Though things are looking very good for country music in general, country radio is another case according to Rosin and Edison Research. Despite 77% of people agreeing that “Country music is a significant part of American culture,” and 73% of people agreeing that “Country music is becoming more popular,” Larry Rosin says that “Country radio radio is in the fight of its life,” and that voicetracked, or non-live and non-local shows are “essentially a disaster for the radio industry.”
Why? Because country music’s demographics are becoming much younger as the format moves away from the more traditional sound of the genre.
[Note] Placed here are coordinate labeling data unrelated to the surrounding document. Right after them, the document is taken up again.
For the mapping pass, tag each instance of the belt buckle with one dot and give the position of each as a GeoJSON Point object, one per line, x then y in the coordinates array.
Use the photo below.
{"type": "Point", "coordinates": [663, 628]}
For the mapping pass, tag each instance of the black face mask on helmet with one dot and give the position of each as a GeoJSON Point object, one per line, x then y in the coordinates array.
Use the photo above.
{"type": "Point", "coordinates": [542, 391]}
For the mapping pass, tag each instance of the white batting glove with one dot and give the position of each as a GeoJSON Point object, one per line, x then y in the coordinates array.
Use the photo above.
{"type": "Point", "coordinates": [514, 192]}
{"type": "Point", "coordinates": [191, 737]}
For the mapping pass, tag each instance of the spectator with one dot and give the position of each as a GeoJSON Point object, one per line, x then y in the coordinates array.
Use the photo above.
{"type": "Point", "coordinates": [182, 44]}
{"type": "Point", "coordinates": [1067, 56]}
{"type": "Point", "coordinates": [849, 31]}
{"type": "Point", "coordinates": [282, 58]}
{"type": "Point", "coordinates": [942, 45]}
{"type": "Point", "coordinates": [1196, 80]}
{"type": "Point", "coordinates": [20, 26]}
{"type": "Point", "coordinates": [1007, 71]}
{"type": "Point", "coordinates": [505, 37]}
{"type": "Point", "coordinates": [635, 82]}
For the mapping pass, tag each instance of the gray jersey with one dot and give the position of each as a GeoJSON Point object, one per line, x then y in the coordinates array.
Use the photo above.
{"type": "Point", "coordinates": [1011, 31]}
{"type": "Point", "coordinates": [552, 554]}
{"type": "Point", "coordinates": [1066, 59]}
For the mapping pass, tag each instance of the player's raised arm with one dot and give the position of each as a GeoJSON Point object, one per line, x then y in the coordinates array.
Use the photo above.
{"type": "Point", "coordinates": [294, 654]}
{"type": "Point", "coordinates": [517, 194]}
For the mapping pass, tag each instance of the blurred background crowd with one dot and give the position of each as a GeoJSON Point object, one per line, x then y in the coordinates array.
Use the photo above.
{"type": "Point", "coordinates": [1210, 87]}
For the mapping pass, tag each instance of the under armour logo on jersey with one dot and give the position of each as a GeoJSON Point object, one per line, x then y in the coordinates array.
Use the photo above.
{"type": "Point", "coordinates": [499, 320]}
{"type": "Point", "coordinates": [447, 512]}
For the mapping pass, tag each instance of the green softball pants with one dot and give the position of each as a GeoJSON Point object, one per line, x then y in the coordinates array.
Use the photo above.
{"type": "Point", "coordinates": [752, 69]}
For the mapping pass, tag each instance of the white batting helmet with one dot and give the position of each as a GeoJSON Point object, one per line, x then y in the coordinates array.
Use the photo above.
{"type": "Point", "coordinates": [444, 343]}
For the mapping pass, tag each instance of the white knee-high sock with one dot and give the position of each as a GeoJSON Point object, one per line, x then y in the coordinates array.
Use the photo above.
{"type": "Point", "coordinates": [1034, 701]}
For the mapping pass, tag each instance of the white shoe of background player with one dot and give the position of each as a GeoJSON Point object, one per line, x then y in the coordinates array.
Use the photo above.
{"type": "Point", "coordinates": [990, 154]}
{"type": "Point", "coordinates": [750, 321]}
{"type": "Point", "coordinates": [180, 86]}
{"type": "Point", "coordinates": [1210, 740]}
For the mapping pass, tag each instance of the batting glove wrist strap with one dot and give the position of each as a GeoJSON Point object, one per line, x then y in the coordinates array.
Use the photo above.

Edison Research found that the amount of 12 to 34-year-olds listening to country music positively surged in 2013 from 12% to 27%. But since millenials are more likely to consume their music through technological alternatives to traditional over-the-air radio, the future looks grim for the format. As country radio is abandoning older demographics in favor of a new sound, and the fans of the new sound are abandoning the radio format in favor of new technologies, the amount of people country radio appeals to is getting slimmer by the minute.
Another very interesting statistic Edison Research found is that 62% of people believe “too many country songs sound the same,” once again calling concern to country music’s current trend of male-dominated laundry list or “bro country” songs and the limited amount of songwriters writing the majority of country music’s current hits.
The accumulative conclusions of Edison Research speak to what Saving Country Music and other critics of country music’s current trajectory have been saying for years: that country music is amidst a sugar rush of popularity that is statistically unsustainable and may result in not just creative, but economic burnout of the format in the coming future, especially on radio. So what can be done about it?
According to Larry Rosin and Edison Research, country radio needs to “double and redouble” its efforts to feature live and local shows. The reason is because research into the listening habits and desires of country music’s growing millenial population says that they favor buying local, and they like local personalities as part of their music listening experience. On-air personalities and programming custom made for local tastes and local listeners is the strategic advantage radio has over services like Spotify and Pandora. “It’s never been more important to play up live and local,” says Edison Research’s Jane Charneski.
But of course, this is the exact opposite of what is happening with country radio. Amidst a country music media arms race, the two biggest radio station owners in America—Clear Channel and Cumulus—are fighting it out for who can feature the best nationalized programming under the premise that it is cheaper to pay one DJ and distribute them across your entire radio network as opposed to paying local DJ’s at every radio station the company owns. But once again, this is just feeding the American consumer’s flight from traditional radio. Though companies like Clear Channel are dramatically cutting costs through their consolidation efforts, the company reported a $309 million loss in the last quarter, compared to a $191 million loss in the same quarter the year before. So not only is it bad for radio’s big consolidators, it’s getting worse.
It all is enough to leave the country music radio consumer baffled as to why anyone thinks the idea of radio consolidation will work. Dissent against radio for abandoning country music’s traditional roots, for leaving behind local programming, and for trying to make money by cutting costs instead of trying to appeal to more consumers is not just a matter of taste or opinion. It is clear through specific statistics and research that these things are eroding country radio’s long-term foundation, and the only way to stop it and to retain the solvency of country radio itself is to reverse course.